McCaskill until recently had not been as out-in-front as Gillibrand on the issue in terms of television appearances, news articles or political activity. But as the Senate has moved closer to debate on the defense authorization bill — which at this point likely will come after Thanksgiving — McCaskill has become more vocal. For example, she held a news conference Thursday with Sens. Kelly Ayotte, R-N.H., a former state attorney general, and Deb Fischer, R-Neb., an Armed Services Committee member, to introduce another package they believe will get passed into law.

It’s clear from news conferences and off-the-cuff comments in Capitol corridors that McCaskill is miffed by the tone of the debate so far. Both she and Gillibrand are set in the belief of the rightness of their approaches and are determined to prevail — and both are getting worse at hiding their beef with each other.

“This issue is my issue, too. I believe the reforms that we’re going to enact into law will make this the most victim-friendly system in the world,” McCaskill said when asked whether the politicization of the debate bothered her. “The practical considerations of doing these cases, many of my colleagues have not lived that. … I will fight until my last breath to allow anyone to take this issue of victim advocacy away from my portfolio.”
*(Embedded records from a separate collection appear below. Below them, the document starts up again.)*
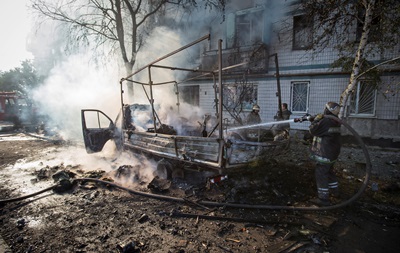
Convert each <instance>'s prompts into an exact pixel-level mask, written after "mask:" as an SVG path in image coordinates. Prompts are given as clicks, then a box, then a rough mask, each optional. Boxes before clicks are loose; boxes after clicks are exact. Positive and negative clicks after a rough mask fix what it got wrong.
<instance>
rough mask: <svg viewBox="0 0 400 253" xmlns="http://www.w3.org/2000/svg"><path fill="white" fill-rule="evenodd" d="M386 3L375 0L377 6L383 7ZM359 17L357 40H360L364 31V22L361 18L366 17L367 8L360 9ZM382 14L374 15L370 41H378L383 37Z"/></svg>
mask: <svg viewBox="0 0 400 253" xmlns="http://www.w3.org/2000/svg"><path fill="white" fill-rule="evenodd" d="M382 5H384V3H383V1H382V0H377V1H376V2H375V8H381V6H382ZM358 16H359V19H358V21H357V31H356V42H359V41H360V39H361V35H362V32H363V27H364V22H361V21H360V20H364V19H365V10H364V9H361V8H360V9H359V13H358ZM380 26H381V15H377V16H374V17H373V18H372V21H371V28H370V31H369V33H368V42H377V41H380V40H381V39H382V29H381V27H380Z"/></svg>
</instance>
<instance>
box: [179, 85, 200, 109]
mask: <svg viewBox="0 0 400 253" xmlns="http://www.w3.org/2000/svg"><path fill="white" fill-rule="evenodd" d="M179 90H180V91H179V93H180V97H181V98H182V99H183V101H184V102H186V103H188V104H190V105H194V106H199V86H198V85H193V86H182V87H179Z"/></svg>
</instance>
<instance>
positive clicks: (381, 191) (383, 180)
mask: <svg viewBox="0 0 400 253" xmlns="http://www.w3.org/2000/svg"><path fill="white" fill-rule="evenodd" d="M368 150H369V155H370V158H371V162H372V171H371V178H370V180H369V182H368V186H367V188H366V189H365V191H364V192H363V193H362V195H361V196H360V198H358V199H356V200H355V201H354V202H352V203H350V204H348V205H346V206H344V207H340V208H337V209H332V210H294V209H293V210H292V209H290V207H291V206H294V207H312V208H314V209H317V207H316V206H315V205H312V203H310V202H309V199H310V198H313V197H315V196H316V189H315V188H316V187H315V181H314V167H313V166H314V165H313V163H311V162H310V161H309V160H308V146H307V145H306V144H304V143H302V142H301V141H300V140H297V139H296V138H293V140H292V142H291V145H290V149H289V150H288V152H287V153H286V154H284V155H281V156H278V157H274V158H272V159H264V160H261V161H259V162H258V163H254V164H251V165H250V166H248V167H246V168H241V169H235V170H233V171H230V172H228V173H227V176H228V177H227V179H226V180H223V181H221V182H219V183H214V184H213V183H210V182H209V180H208V179H209V177H210V176H211V175H210V174H208V173H200V172H194V171H188V172H186V173H185V179H181V178H176V179H174V180H172V181H165V180H153V177H152V171H153V170H154V168H155V162H154V161H151V160H147V159H145V158H141V157H139V158H137V157H132V156H131V155H130V154H123V156H122V157H124V159H122V158H121V157H118V158H117V156H116V154H115V153H113V152H109V153H106V152H104V153H102V154H92V155H89V154H86V151H85V150H84V147H82V144H81V143H79V142H77V143H72V142H69V143H65V142H59V141H54V140H48V139H40V138H36V137H31V136H29V135H26V134H23V133H7V134H0V180H1V185H0V189H1V191H0V208H1V209H0V224H1V228H0V235H1V237H2V238H3V239H4V241H5V243H6V244H7V245H8V247H9V249H10V252H21V253H22V252H400V246H399V243H398V241H397V240H398V239H399V238H400V215H399V214H400V194H399V193H400V191H399V189H400V187H399V182H400V181H399V178H400V155H399V154H400V153H399V151H398V150H382V149H374V148H369V149H368ZM365 162H366V161H365V159H364V156H363V153H362V151H361V150H360V149H359V148H358V147H351V146H348V147H344V148H343V150H342V152H341V155H340V159H339V162H338V163H337V166H336V169H337V174H338V176H339V181H340V186H341V191H342V197H341V199H332V202H333V203H336V204H339V205H340V203H343V201H346V200H348V199H350V198H351V197H352V196H353V195H354V194H356V193H357V192H358V191H359V189H360V187H361V186H362V184H363V180H364V178H365ZM60 171H61V172H63V173H57V172H60ZM56 173H57V174H56ZM54 175H58V176H59V177H64V178H65V177H69V178H71V180H69V181H67V182H71V181H72V179H79V178H94V179H101V180H104V181H109V182H110V183H109V184H106V183H104V181H102V182H103V183H98V182H94V181H95V180H93V181H88V180H86V181H79V180H76V181H73V182H74V184H73V185H72V186H71V187H70V188H68V187H67V188H66V189H64V188H61V187H57V188H53V189H50V190H46V189H48V187H52V186H54V185H56V183H55V180H56V179H57V178H56V176H54ZM59 177H58V178H59ZM114 184H116V185H118V186H121V187H120V188H117V187H115V186H114ZM66 186H70V185H66ZM41 190H44V192H43V193H40V194H37V193H38V192H39V191H41ZM142 193H143V194H142ZM28 195H32V196H31V197H29V198H22V199H20V200H19V199H15V198H17V197H21V196H28ZM163 197H165V198H164V199H162V198H163ZM13 198H14V199H13ZM214 201H216V202H219V203H228V204H227V205H223V204H221V205H215V206H213V205H209V204H208V203H209V202H213V203H214ZM230 204H232V205H230ZM235 205H236V206H235ZM248 205H259V208H256V207H254V206H253V208H248ZM276 206H281V207H288V208H276Z"/></svg>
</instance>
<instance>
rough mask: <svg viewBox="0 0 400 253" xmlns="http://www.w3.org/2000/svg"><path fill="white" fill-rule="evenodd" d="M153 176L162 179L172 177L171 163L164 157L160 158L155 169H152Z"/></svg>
mask: <svg viewBox="0 0 400 253" xmlns="http://www.w3.org/2000/svg"><path fill="white" fill-rule="evenodd" d="M153 174H154V176H158V177H159V178H162V179H171V178H172V164H171V163H170V162H168V161H167V160H165V159H161V160H160V161H159V162H158V163H157V169H156V170H155V171H154V173H153Z"/></svg>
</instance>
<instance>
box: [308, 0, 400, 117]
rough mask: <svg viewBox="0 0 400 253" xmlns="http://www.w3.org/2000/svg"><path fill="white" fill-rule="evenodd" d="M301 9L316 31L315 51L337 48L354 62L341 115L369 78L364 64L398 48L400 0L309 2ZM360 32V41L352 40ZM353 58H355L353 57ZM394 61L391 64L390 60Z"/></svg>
mask: <svg viewBox="0 0 400 253" xmlns="http://www.w3.org/2000/svg"><path fill="white" fill-rule="evenodd" d="M301 8H302V9H303V10H304V11H305V13H306V16H307V17H308V18H309V20H310V22H313V23H314V29H315V31H316V34H315V36H314V37H313V39H312V40H313V48H314V50H316V49H317V50H322V49H324V48H326V47H327V46H328V45H332V44H334V45H335V48H337V49H338V50H339V52H340V54H343V55H347V57H350V58H352V59H353V63H352V67H351V70H350V71H351V74H350V78H349V82H348V85H347V87H346V89H345V90H344V91H343V92H342V94H341V96H340V105H342V107H341V111H340V113H339V117H343V115H344V105H346V104H347V101H348V99H349V95H350V94H351V92H353V91H354V88H355V87H356V85H357V82H358V80H359V77H361V76H363V75H365V73H364V72H362V71H361V70H362V69H365V68H366V67H365V66H363V63H365V62H367V61H366V59H367V58H368V57H369V56H371V55H372V54H379V53H383V52H384V51H385V50H389V49H393V48H394V47H396V46H398V44H399V38H400V1H398V0H357V1H354V0H325V1H320V0H307V1H302V3H301ZM357 28H359V29H361V30H360V35H361V36H360V37H359V39H358V40H352V39H351V38H354V34H355V33H356V32H358V31H357ZM351 55H353V57H351ZM389 61H390V60H389ZM369 69H370V70H371V69H374V68H369Z"/></svg>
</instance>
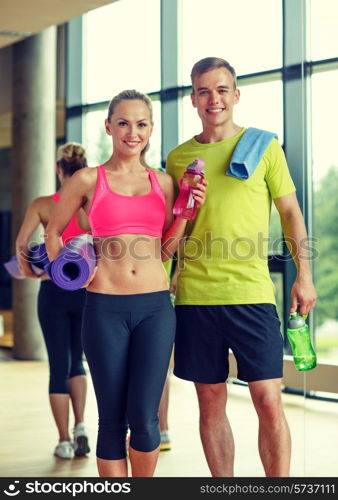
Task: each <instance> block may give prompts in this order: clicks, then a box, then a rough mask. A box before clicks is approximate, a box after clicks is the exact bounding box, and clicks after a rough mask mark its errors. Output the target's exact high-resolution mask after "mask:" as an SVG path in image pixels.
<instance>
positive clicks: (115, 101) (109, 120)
mask: <svg viewBox="0 0 338 500" xmlns="http://www.w3.org/2000/svg"><path fill="white" fill-rule="evenodd" d="M122 101H142V102H144V104H145V105H146V106H147V108H148V109H149V113H150V123H151V124H152V125H153V124H154V123H153V105H152V103H151V99H150V98H149V97H148V96H147V94H142V92H139V91H138V90H134V89H133V90H123V91H122V92H120V93H119V94H117V95H116V96H115V97H113V99H112V100H111V101H110V103H109V107H108V116H107V120H108V121H109V122H110V119H111V117H112V115H113V114H114V111H115V108H116V106H117V105H118V104H120V102H122ZM148 149H149V141H148V143H147V144H146V146H145V147H144V148H143V150H142V151H141V163H142V165H144V166H146V163H145V159H144V156H145V154H146V152H147V151H148Z"/></svg>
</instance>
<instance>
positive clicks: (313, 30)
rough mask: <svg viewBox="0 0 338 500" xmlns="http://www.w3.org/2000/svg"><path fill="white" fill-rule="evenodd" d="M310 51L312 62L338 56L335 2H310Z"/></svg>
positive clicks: (337, 19) (329, 0) (337, 17)
mask: <svg viewBox="0 0 338 500" xmlns="http://www.w3.org/2000/svg"><path fill="white" fill-rule="evenodd" d="M308 3H310V50H311V59H312V60H313V61H316V60H319V59H329V58H333V57H337V56H338V2H337V0H310V2H308Z"/></svg>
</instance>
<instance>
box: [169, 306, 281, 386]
mask: <svg viewBox="0 0 338 500" xmlns="http://www.w3.org/2000/svg"><path fill="white" fill-rule="evenodd" d="M176 317H177V331H176V340H175V367H174V374H175V375H176V376H177V377H179V378H182V379H184V380H191V381H193V382H200V383H204V384H218V383H221V382H225V381H226V379H227V377H228V374H229V360H228V352H229V348H230V349H231V350H232V352H233V353H234V356H235V358H236V361H237V367H238V375H237V377H238V378H239V379H241V380H244V381H245V382H254V381H257V380H267V379H271V378H281V377H282V376H283V337H282V335H281V332H280V321H279V319H278V315H277V312H276V307H275V306H274V305H273V304H245V305H216V306H207V305H204V306H195V305H181V306H176Z"/></svg>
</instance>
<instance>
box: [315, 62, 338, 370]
mask: <svg viewBox="0 0 338 500" xmlns="http://www.w3.org/2000/svg"><path fill="white" fill-rule="evenodd" d="M337 88H338V71H329V72H325V73H318V74H315V75H313V76H312V138H313V145H312V147H313V181H314V184H313V197H314V236H315V238H317V239H318V240H317V243H316V249H317V250H318V256H317V258H315V259H314V271H315V272H314V276H315V285H316V289H317V294H318V300H317V305H316V308H315V320H316V321H315V322H316V330H315V332H316V346H317V353H318V356H319V357H322V358H324V359H325V360H328V359H330V360H334V361H335V362H336V361H337V357H338V303H337V297H338V271H337V270H338V198H337V193H338V141H337V126H336V124H337V116H338V94H337ZM324 94H325V95H326V96H329V103H328V104H325V102H324V100H325V98H324V97H323V96H324Z"/></svg>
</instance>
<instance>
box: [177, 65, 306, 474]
mask: <svg viewBox="0 0 338 500" xmlns="http://www.w3.org/2000/svg"><path fill="white" fill-rule="evenodd" d="M191 78H192V87H193V88H192V94H191V99H192V104H193V106H194V107H195V108H196V109H197V112H198V114H199V117H200V118H201V121H202V132H201V133H200V134H199V135H197V136H195V137H194V138H192V139H190V140H189V141H187V142H185V143H184V144H181V145H180V146H178V147H177V148H176V149H174V150H173V151H171V152H170V153H169V156H168V160H167V172H168V173H169V174H171V175H172V177H173V178H174V180H175V181H176V183H177V180H178V179H179V178H180V177H181V176H182V175H183V172H184V170H185V168H186V166H187V165H188V164H189V163H191V161H193V160H194V159H196V158H202V159H204V160H205V162H206V163H205V167H206V179H207V181H208V183H209V184H208V189H207V190H208V196H207V197H206V202H205V205H204V206H203V207H201V208H200V209H199V213H198V215H197V217H196V220H194V221H191V222H190V223H189V225H188V233H187V240H186V242H185V245H184V248H183V250H182V251H181V255H180V259H181V261H180V263H179V265H180V269H181V270H180V273H179V277H178V284H177V291H176V304H177V305H176V312H177V322H178V325H177V336H176V343H175V369H174V373H175V374H176V375H177V376H178V377H180V378H183V379H185V380H191V381H193V382H195V386H196V390H197V396H198V400H199V407H200V434H201V440H202V444H203V448H204V453H205V456H206V459H207V462H208V465H209V468H210V471H211V473H212V475H213V476H221V477H226V476H232V475H233V463H234V441H233V435H232V431H231V427H230V424H229V421H228V419H227V416H226V414H225V407H226V403H227V387H226V383H225V381H226V379H227V376H228V366H229V365H228V349H229V348H230V349H231V350H232V351H233V353H234V355H235V357H236V361H237V366H238V378H239V379H241V380H244V381H246V382H248V385H249V390H250V394H251V398H252V401H253V404H254V407H255V409H256V412H257V415H258V419H259V452H260V457H261V460H262V463H263V466H264V470H265V474H266V476H272V477H277V476H288V475H289V466H290V452H291V439H290V432H289V428H288V424H287V422H286V419H285V416H284V412H283V408H282V403H281V393H280V386H281V378H282V368H283V339H282V336H281V333H280V323H279V320H278V316H277V313H276V308H275V297H274V286H273V283H272V281H271V279H270V276H269V270H268V264H267V240H268V231H269V218H270V208H271V199H273V201H274V203H275V205H276V207H277V210H278V212H279V214H280V217H281V223H282V227H283V232H284V235H285V237H286V238H287V240H288V241H291V242H292V244H291V245H290V251H291V253H292V256H293V259H294V262H295V264H296V267H297V278H296V281H295V283H294V284H293V287H292V291H291V308H290V312H294V311H296V310H297V308H298V309H299V311H300V313H301V314H307V313H308V312H309V311H310V310H311V308H312V307H313V306H314V304H315V301H316V292H315V289H314V286H313V282H312V276H311V270H310V266H309V260H308V255H307V253H306V252H305V250H304V249H303V248H302V247H303V246H305V245H301V242H302V241H304V240H305V239H306V238H307V234H306V229H305V224H304V220H303V217H302V214H301V211H300V208H299V205H298V202H297V198H296V195H295V187H294V184H293V182H292V179H291V177H290V174H289V171H288V167H287V164H286V161H285V157H284V153H283V150H282V148H281V147H280V145H279V143H278V142H277V140H276V139H272V140H271V142H270V144H269V145H268V146H267V148H266V150H265V152H264V154H263V157H262V158H261V160H260V162H259V163H258V166H257V167H256V169H255V170H254V172H253V173H252V174H251V175H250V176H249V178H248V179H246V180H241V179H238V178H234V177H231V176H228V175H225V172H226V171H227V169H228V167H229V162H230V158H231V155H232V153H233V151H234V149H235V147H236V144H237V143H238V141H239V140H240V139H241V137H242V136H243V134H244V133H245V131H246V129H245V128H242V127H240V126H238V125H236V124H235V123H234V121H233V110H234V106H235V105H236V104H237V103H238V101H239V98H240V92H239V89H238V88H237V86H236V74H235V71H234V69H233V68H232V66H230V64H229V63H228V62H227V61H225V60H223V59H219V58H214V57H208V58H206V59H202V60H201V61H199V62H197V63H196V64H195V65H194V67H193V69H192V73H191Z"/></svg>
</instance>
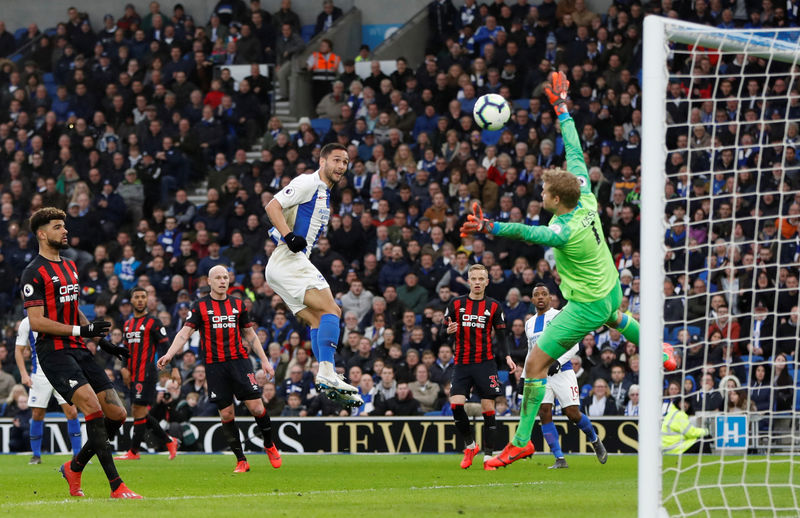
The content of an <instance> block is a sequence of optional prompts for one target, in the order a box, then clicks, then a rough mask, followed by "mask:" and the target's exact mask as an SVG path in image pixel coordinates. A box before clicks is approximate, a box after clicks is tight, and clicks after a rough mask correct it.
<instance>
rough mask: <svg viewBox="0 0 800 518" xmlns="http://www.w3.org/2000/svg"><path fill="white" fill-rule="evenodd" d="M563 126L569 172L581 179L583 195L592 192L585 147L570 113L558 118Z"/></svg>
mask: <svg viewBox="0 0 800 518" xmlns="http://www.w3.org/2000/svg"><path fill="white" fill-rule="evenodd" d="M558 122H559V123H560V125H561V138H563V139H564V149H565V151H566V156H567V171H569V172H570V173H572V174H574V175H575V176H577V177H578V178H579V179H581V193H584V194H585V193H587V192H591V190H590V186H591V180H589V171H588V169H587V168H586V162H584V160H583V147H581V139H580V137H579V136H578V130H577V129H576V128H575V121H574V120H573V119H572V117H571V116H570V114H569V113H562V114H561V115H559V116H558Z"/></svg>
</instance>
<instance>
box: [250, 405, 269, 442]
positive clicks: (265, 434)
mask: <svg viewBox="0 0 800 518" xmlns="http://www.w3.org/2000/svg"><path fill="white" fill-rule="evenodd" d="M253 417H255V418H256V424H257V425H258V428H259V429H260V430H261V435H262V436H263V439H264V448H269V447H270V446H272V421H270V419H269V416H268V415H267V409H266V408H265V409H264V413H263V414H261V415H254V416H253Z"/></svg>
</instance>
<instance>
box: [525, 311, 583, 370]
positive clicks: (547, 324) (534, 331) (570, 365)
mask: <svg viewBox="0 0 800 518" xmlns="http://www.w3.org/2000/svg"><path fill="white" fill-rule="evenodd" d="M559 313H560V311H559V310H558V309H556V308H550V309H548V310H547V311H545V313H544V315H539V314H536V315H533V316H532V317H531V318H529V319H528V321H527V322H525V335H526V336H527V337H528V352H530V351H531V349H533V346H534V345H536V341H537V340H539V337H540V336H541V335H542V333H544V330H545V328H546V327H547V326H548V325H550V322H551V321H552V320H553V319H554V318H555V316H556V315H558V314H559ZM577 353H578V344H575V345H574V346H572V348H571V349H570V350H569V351H567V352H565V353H564V354H562V355H561V357H559V358H558V363H560V364H561V365H562V367H561V370H571V369H572V364H570V360H571V359H572V357H573V356H575V355H576V354H577Z"/></svg>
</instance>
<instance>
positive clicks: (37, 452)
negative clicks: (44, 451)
mask: <svg viewBox="0 0 800 518" xmlns="http://www.w3.org/2000/svg"><path fill="white" fill-rule="evenodd" d="M30 434H31V450H33V456H34V457H41V456H42V435H43V434H44V421H34V420H33V419H31V431H30Z"/></svg>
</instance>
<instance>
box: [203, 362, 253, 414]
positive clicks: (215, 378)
mask: <svg viewBox="0 0 800 518" xmlns="http://www.w3.org/2000/svg"><path fill="white" fill-rule="evenodd" d="M206 380H207V381H208V400H209V401H211V402H213V403H216V404H217V407H218V408H225V407H226V406H228V405H230V404H232V403H233V397H234V396H236V399H238V400H239V401H246V400H248V399H258V398H260V397H261V387H259V386H258V383H257V382H256V375H255V373H253V364H252V363H250V360H248V359H247V358H241V359H238V360H229V361H226V362H220V363H209V364H207V365H206Z"/></svg>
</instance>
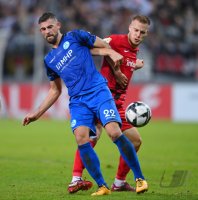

When asked whether she had concerns about the tone of a potential floor debate on this issue, Gillibrand said she did not. She said senators owed it to victims to have as full a debate as possible.

“No. When an issue of this importance — when there are 26,000 rapes, sexual assaults or unwanted sexual contacts in the military alone last year, and only 3,000 victims feel comfortable enough to report those crimes … there’s a real failure in the command climate to maintain good order and discipline,” she said. “This is the kind of issue that should be debated. It should be debated long and hard.”

There seems to be little hope that the differences between Democrats get ironed out behind closed doors before full floor debate. A private, informal session was held Tuesday night among Senate Armed Services Committee members, but no real progress was made.

“I think we’re dug in. I think they’re pretty well dug in,” said Sen. John McCain, R-Ariz., a Navy veteran who supports McCaskill’s approach. “I don’t think there’s been any progress in negotiations on the sexual assault issue between Sen. McCaskill and Sen. Gillibrand, so we’ll vote it on the floor.”

That vote is likely to result in a win for McCaskill, given the Republican backing she has. And while Gillibrand acknowledged earlier this year that the McCaskill approach was a step in the right direction to protecting victims of sexual assault, the fight is sure to leave the party bruised.